GEORGE ZERVOS
Grodek for Sopranο and Orchestra
EPN 1389
ISMN 979-0-69151-819-9
Size: 235 x 320 mm
Pages: 60
Nature is ubiquitous in Georg Trakl’s poetry. However, it is not the nature of romanticism that he is interested in, nor the nature that traditional lyric poetry celebrates. As the poet Andreas Aggelakis rightly points out in his introduction to the translation of poems by Trakl and Hermann Hesse, nature here «takes on a metaphysical, almost demonic dimension». This dimension is also embossed in “Grodek”, the last poem that Trakl wrote before committing suicide in 1914 in a hospital in Krakow. The poem reflects on the horrors of World War I, which the poet closely experienced while serving in the Army Sanitary Corps.

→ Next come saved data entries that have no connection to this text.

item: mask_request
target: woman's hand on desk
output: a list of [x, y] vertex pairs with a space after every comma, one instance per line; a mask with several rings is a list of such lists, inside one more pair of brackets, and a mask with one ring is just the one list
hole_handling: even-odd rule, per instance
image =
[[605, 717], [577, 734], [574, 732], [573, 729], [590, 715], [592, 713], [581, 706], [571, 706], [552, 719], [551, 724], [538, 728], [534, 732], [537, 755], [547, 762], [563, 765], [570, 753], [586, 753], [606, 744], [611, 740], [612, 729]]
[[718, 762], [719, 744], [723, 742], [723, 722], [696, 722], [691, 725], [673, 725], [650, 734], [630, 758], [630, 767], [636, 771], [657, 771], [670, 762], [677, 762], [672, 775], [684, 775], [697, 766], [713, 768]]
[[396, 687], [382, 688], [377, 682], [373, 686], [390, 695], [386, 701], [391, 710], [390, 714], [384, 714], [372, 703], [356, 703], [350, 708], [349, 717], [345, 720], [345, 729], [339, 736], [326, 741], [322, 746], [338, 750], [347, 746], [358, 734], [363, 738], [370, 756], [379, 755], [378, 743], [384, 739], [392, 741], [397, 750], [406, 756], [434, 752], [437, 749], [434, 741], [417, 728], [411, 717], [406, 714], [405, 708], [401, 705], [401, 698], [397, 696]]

In this specific poem, nature is transformed into a vast landscape of death (as a result of the war), lined with the dark and threatening shadows of the poet’s expressionist writing. It is these two elements -nature and death- that I try to combine in the setting of the poem, which, although seemingly opposite, coexist in Trakl’s work. Both nature and death are constant motifs in almost all of Trakl’s poems; more precisely, natural phenomena constitute images and metaphors of an inner experience of real death. Thus, from a purely compositional point of view, in this work the separate «innocent» elements of nature and the corresponding «dark» elements of death (in the form of melodic-rhythmic motifs) are intertwined, and together they gradually lead to a climax announcing the last sentence of the last verse of the poem, «…those who have not yet been born.»
The work is dedicated to the soprano Lenia Zafeiropoulou and to the composer and conductor Theodoros Antoniou, who commissioned the work.